Q. My mother got [Civilian Health and Medical Program of the Uniformed Services coverage] through her second husband. He died in the 1990s, and she became eligible for Tricare as his widow. A few years later, she got Medicare, and they canceled her military insurance. An officer friend thinks Tricare was wrong to cancel her insurance. Could she still be eligible?
A. It sounds like your mother turned 65, became entitled to Medicare, and thus lost her Tricare eligibility prior to Oct. 1, 2001, when Congress created Tricare for Life.
The best way for her to find out if she is still eligible is to call the Defense Enrollment Eligibility Reporting System at 800-538-9552. They can explain to her exactly how the Tricare eligibility rules apply in her case.

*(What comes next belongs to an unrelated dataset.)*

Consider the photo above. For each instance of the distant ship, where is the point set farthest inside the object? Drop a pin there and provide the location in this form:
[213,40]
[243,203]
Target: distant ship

Q. I have other health insurance, and when I file with Tricare as second payer, I always have a problem getting copies of the original bills from my doctor's office. The other plan's explanation of benefits says what medical services I got and the amounts it paid, so why isn't that enough for Tricare's use? Why are copies of the original bills required?
A. The way services are listed on the other plan's EOB may not report a detailed description of the medical services you actually received. For example, there may be several different services labeled simply as "office visit" on the other plan's EOB. Tricare and the other plan likely allow different amounts for each service, so the words "office visit" and the amount allowed by the other plan do not tell Tricare exactly what kind of medical service the patient received.
Tricare must know exactly what services you received to determine the amount it would have allowed for each of them if Tricare had been your primary coverage. If, as I suspect, the problem arises between you and the office staff, perhaps explaining it to your doctor will remedy the situation.
Q. My wife is eligible for Tricare because of my military service. What will happen to her eligibility if I die because of a condition that is not service-connected?
A. Your death, or the reason for it, will have no effect on your wife's Tricare eligibility. Under current law, she can remain eligible for Tricare for the rest of her life unless she remarries. If she remarries, she will immediately lose her Tricare eligibility under your sponsorship.
Her eligibility under your sponsorship cannot be restored, even if her second marriage is ended by divorce or death.